Subsequent to this beginning chapter, “Could Something Like This Really Happen,” Kaplan hits me with another movie quote from Sneakers: “It’s All About the Information,” one I constantly quote; then, as mentioned above, he dives into entertaining stories highlighting some of the government’s biggest computer intrusions, including Solar Sunrise, Moonlight Maze and Buckshot Yankee. Kaplan’s stories on these are entertaining, capturing the players and their personalities.
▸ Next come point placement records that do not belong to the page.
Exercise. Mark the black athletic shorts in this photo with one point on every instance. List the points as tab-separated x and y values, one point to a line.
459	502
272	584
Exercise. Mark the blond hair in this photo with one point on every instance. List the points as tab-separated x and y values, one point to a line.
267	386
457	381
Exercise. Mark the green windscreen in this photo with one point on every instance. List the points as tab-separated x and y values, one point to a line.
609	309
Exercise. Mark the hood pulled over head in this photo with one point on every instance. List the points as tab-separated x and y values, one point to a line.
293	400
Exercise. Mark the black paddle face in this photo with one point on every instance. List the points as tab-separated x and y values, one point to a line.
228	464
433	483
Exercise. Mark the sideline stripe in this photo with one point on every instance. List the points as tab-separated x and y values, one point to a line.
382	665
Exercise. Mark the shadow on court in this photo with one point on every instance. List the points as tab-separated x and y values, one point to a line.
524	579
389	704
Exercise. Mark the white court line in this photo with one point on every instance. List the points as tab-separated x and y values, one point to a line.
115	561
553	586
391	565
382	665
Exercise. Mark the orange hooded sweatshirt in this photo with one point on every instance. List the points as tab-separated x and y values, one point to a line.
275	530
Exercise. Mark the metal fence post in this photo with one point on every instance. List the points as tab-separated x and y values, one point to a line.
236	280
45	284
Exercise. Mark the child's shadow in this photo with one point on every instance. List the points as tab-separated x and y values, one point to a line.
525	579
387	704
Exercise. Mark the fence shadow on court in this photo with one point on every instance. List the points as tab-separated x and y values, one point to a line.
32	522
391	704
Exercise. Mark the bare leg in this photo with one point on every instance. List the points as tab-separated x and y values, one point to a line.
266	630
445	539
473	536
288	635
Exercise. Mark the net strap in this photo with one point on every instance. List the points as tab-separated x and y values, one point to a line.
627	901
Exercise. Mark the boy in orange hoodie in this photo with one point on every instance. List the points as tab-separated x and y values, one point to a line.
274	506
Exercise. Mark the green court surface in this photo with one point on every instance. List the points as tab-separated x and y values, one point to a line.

But this is what makes it a good, light, fast read as opposed to a must read. While it’s nice that he conducted hundreds of interviews with people from various levels, the research is light. It’s no Zetter’s work on “Zero Day” or Sanger’s work in “Confront and Conceal,” both of which shed much more light on this subject then Kaplan’s Dark Territory. Moreover, there are errors in his work, and I admit I’m nitpicking, but one that always jumps out at me is when authors state, “DHS is responsible for securing the government.” DHS is not responsible to secure any domain except DHS’ information systems; each department and agency is responsible for its own domain, subject to oversight and regulations from OMB and DHS. (By the way, Hacked World Order also gets this wrong.) So aside from some mistakes and me nitpicking, the research is light, particularly when compared to the works mentioned above.
Conclusion
In conclusion, if you want a light-hearted look at the history of U.S cyber intrusions and the resulting polices and organizations that were developed as a result, Dark Territory: The Secret History of Cyber War is the book for you. You will know more about this subject after reading it, especially if you cannot currently decipher JTF-CND, JTF-CNO, JTF-GNO or JFCC-NW. Is it Canon-worthy? I think it makes the cut for the Canon list; just don’t look for it to become a “hall of fame” addition.